What exacerbates his myopia and makes it especially grating is an ignorance of American history. He touts his Scranton roots, oblivious to the fact that Scranton was built on the land of the Lenape Indians who were killed or driven off. He then moved to Delaware, which was also Lenape territory. Biden grew up on occupied lands and still lives there, proudly, unabashedly – and yet lectures us about Judea and Samaria, the biblical heartland of Israel.

He also doesn’t seem to realize that Americans marching west to fulfill their “manifest destiny” was entirely based on the concept that “might makes right,” and nothing more elegant than that. But Israel is the only nation on earth that has a real “manifest destiny,” recorded again and again in the Bible that Joe Biden purports to covet, that connects us to this land – G-d’s land – like no other nation is connected to any other land on earth (see Keepgodsland.com).

Moreover, again to quote Menachem Begin, our residence in the land of Israel is based on “right makes might.” The “right” came first and with the blessings of Divine Providence our generation was rewarded with the might to conquer the land and retain all those areas that we have not foolishly surrendered to our enemies.

Joe Biden is a “refuge” Zionist – not a “destiny” Zionist or a Biblical Zionist. That is why he can endorse whatever little Israel needs to do to retain the “refuge” but nothing more than that. But the age of those Zionists is long gone and can only hinder our destiny going forward. Thus, he sees no inconsistency in demanding a cease-fire, in halting our march to victory, or in courting the radical Arab vote in America.

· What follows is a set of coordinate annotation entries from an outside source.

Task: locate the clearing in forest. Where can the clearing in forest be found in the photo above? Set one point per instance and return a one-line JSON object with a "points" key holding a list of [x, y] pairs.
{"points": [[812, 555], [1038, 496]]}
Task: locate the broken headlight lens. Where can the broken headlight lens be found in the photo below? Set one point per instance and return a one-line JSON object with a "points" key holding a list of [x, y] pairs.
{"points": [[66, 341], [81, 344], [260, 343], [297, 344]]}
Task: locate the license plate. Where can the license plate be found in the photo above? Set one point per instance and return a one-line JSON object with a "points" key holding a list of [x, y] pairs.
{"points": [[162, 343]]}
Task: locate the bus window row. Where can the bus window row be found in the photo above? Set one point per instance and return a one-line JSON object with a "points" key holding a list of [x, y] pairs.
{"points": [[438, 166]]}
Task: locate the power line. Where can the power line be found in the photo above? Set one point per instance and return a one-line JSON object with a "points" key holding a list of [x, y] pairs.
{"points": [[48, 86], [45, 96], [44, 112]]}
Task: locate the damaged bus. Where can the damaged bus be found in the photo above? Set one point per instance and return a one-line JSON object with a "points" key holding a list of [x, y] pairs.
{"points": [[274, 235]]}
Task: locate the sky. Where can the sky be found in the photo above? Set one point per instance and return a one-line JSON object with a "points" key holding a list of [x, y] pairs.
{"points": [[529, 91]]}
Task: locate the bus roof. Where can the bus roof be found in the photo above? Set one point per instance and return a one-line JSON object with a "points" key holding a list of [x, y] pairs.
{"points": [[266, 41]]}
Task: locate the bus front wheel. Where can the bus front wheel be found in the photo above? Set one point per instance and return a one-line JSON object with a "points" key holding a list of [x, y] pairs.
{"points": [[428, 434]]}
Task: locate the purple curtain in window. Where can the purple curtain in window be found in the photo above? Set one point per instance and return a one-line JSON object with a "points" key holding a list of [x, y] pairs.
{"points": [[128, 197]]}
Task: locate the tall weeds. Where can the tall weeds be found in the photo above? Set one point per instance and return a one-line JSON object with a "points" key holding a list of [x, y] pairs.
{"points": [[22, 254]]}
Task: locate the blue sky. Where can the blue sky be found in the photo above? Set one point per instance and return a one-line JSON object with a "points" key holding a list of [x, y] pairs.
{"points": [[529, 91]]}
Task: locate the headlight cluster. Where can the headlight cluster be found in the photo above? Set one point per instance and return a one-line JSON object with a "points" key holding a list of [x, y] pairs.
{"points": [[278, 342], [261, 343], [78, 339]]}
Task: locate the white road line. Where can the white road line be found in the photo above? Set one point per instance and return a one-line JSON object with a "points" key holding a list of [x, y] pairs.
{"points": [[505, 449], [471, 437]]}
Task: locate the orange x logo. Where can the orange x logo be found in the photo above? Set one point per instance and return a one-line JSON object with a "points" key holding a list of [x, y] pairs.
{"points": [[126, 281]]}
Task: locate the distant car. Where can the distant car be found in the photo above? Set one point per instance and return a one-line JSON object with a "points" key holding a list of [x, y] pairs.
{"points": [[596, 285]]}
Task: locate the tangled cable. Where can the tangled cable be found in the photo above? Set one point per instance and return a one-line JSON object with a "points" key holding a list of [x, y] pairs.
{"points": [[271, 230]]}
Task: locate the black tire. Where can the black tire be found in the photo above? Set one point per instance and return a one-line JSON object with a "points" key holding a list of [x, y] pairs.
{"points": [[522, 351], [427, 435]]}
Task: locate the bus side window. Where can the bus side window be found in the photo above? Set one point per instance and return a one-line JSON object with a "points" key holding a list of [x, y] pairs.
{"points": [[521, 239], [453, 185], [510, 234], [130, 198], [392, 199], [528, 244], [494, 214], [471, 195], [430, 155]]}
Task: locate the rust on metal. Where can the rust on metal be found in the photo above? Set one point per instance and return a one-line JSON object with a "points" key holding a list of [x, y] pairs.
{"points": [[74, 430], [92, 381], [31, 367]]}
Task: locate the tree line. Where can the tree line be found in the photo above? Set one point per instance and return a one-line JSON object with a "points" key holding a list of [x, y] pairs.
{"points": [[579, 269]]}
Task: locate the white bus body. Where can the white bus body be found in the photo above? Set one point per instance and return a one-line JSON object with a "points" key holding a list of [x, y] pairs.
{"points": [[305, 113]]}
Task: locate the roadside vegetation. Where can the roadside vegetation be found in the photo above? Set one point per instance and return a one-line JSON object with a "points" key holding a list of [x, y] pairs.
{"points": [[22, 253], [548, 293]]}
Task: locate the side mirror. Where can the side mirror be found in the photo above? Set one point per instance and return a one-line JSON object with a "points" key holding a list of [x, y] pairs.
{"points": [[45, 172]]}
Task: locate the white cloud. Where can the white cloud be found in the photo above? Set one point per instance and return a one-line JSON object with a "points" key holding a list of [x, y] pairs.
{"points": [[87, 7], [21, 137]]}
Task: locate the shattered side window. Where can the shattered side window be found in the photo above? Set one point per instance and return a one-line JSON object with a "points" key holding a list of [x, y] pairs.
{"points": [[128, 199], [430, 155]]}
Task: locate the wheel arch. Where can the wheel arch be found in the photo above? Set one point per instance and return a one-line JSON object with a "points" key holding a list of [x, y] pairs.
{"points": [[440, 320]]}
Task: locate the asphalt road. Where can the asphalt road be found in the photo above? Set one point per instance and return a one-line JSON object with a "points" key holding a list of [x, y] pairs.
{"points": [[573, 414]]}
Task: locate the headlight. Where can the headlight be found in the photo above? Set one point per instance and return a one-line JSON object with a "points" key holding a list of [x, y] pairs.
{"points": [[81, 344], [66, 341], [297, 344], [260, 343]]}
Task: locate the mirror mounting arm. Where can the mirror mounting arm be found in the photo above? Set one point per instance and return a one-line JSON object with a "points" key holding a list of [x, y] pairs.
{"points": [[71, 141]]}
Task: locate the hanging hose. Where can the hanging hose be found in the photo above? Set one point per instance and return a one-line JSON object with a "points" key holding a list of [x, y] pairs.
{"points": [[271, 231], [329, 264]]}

It should be alarming to American Jews that Biden’s recent turn against Israel is motivated, many say, by a desire not to lose the “Arab vote” in the fall election. Apparently, he does not fear losing the Jewish vote! Will American Jews see the writing on the wall? It is there, in neon lights.

We should realize that for all his support – and it has been needed and welcome – Biden is ultimately contemptuous towards Israel’s government and, by extension, the people that voted for that government. He is a “lifelong supporter” of a certain type of Israel – docile, concessionary, secular, and deferential to American interests, however flawed, misguided, or fanciful those interests are.

In the Rabbinic axiom, “kabdehu v’chashdehu,” we should respect him and suspect him. He has done some good things and some terrible things – but his geo-strategic vision is so limited that it endangers our future. In his own mind, he has a strong record of support for Israel, and he will not be convinced otherwise. We should keep him at arm’s length.